Qiyas is essentially a tool of interpretation and is not a mean to alter the existing law but can only be used to find a legal principle in conformity with Quran and Sunna for a new factual situation. Ijtihad means “individual reasoning”. It involves both the knowledge of the rules of Islamic law and the exercise of one’s judgment; even Qiyas would be impossible if jurists were not allowed to apply their own reasoning.
An example of this procedure can be found in the prohibition of alcohol. The drinking of wine is one of the Quranic crimes against religion. With the appearances of other alcoholic drinks unknown to early Islam the jurists extended the prohibition of wine to include such drinks by analogical deduction from the Quranic ruling.
However, this source of law also has its weaknesses. Firstly, it ranks below because it derives its authority from the Quran. Human reason was not to be exercised independently but rather in accordance with the Divine Will as manifested in the Quran. Secondly, Ijtihad has been a controversial subject in Islamic history. Once the schools of Islamic law had been firmly established, the prevailing opinion was that that the privilege of Ijtihad was restricted to the great scholars of Islamic law, like for instance the founders of the schools of Islamic law. Thus, there is a strong opinion law that by the 10th century all main principles of Islamic law had been settled and therefore “the gates of Ijtihad” had been closed. Thus, it is noticeable that it is subordinate to Quran because Quran is an ever illuminating source of Islamic law but Qiyas/Ijtihad is just a matter of past now.

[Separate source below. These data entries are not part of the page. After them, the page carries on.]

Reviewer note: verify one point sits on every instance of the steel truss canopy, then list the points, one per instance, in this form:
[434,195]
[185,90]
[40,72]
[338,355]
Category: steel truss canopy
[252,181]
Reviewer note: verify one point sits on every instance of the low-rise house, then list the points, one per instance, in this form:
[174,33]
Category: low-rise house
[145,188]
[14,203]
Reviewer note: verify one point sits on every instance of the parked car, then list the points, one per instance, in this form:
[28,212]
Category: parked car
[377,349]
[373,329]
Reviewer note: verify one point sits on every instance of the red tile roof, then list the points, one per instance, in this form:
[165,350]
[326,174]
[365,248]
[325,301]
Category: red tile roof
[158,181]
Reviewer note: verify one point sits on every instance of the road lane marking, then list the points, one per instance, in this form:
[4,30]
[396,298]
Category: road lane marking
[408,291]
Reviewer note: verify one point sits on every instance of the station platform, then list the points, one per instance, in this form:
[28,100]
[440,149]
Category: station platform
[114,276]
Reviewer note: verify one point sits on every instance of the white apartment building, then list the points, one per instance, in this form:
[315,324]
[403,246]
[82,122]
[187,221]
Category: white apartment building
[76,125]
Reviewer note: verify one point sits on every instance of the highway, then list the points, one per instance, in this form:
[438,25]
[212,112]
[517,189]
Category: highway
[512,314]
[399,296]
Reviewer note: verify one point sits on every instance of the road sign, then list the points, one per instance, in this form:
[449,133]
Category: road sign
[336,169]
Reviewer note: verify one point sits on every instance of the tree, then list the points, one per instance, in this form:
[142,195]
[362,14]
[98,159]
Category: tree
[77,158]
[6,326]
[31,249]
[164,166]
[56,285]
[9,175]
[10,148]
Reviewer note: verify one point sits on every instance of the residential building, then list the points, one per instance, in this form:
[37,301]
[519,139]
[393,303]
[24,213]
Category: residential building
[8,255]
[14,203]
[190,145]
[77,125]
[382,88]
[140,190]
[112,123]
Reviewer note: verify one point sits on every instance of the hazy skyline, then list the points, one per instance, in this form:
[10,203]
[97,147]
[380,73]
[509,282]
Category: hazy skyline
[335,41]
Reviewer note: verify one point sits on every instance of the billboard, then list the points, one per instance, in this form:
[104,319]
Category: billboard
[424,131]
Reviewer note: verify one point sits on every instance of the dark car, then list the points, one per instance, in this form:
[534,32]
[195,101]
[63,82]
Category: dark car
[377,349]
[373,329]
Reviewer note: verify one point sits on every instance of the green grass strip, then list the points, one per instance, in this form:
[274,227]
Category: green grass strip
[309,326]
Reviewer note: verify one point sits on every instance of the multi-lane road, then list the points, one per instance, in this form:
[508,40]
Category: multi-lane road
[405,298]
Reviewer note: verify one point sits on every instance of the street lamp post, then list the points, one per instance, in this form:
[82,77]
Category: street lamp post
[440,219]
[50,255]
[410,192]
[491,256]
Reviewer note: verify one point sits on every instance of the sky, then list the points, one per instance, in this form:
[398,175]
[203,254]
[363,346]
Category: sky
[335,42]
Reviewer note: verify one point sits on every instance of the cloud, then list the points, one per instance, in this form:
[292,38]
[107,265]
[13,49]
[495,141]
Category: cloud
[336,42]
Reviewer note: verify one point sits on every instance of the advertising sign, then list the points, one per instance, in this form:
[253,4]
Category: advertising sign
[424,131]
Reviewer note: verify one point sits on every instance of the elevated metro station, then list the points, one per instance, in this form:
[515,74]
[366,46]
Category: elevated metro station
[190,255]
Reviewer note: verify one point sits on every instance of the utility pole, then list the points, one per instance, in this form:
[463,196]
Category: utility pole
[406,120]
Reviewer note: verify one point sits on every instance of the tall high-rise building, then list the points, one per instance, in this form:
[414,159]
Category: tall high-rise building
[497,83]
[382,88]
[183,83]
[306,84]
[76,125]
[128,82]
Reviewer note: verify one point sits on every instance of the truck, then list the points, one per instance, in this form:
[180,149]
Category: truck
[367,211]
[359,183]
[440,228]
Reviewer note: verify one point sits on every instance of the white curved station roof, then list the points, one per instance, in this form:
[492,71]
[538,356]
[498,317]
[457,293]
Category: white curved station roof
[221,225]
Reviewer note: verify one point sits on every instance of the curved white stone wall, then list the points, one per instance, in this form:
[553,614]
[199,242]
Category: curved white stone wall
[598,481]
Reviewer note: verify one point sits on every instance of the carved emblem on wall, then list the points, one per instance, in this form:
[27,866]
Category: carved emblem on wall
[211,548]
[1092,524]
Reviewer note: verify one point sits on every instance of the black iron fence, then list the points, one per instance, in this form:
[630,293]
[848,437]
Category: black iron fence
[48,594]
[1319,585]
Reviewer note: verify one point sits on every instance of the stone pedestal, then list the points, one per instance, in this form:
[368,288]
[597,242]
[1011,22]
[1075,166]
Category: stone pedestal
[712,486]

V.) Additional Sources of Law:
In its early stage, Islamic jurisprudence was heavily inspired from prevailing customary law e.g. the practices of the Caliphs, the decisions of the judges and the traditions of the people. But even then, Quran acted as a mentor guiding the people. For instance, Caliph Abu Bakr made alms payment compulsory in the light of the Quran; the Qazis i.e. judges did equity by seeking guidance from Quranic verses; and it was under Verse 3 of Surah Al-Nisa that the customary right of unlimited polygamy was curtailed only to a maximum of four wives. Thus, the supremacy of Quran as a primary Islamic source got fully established in that epoch.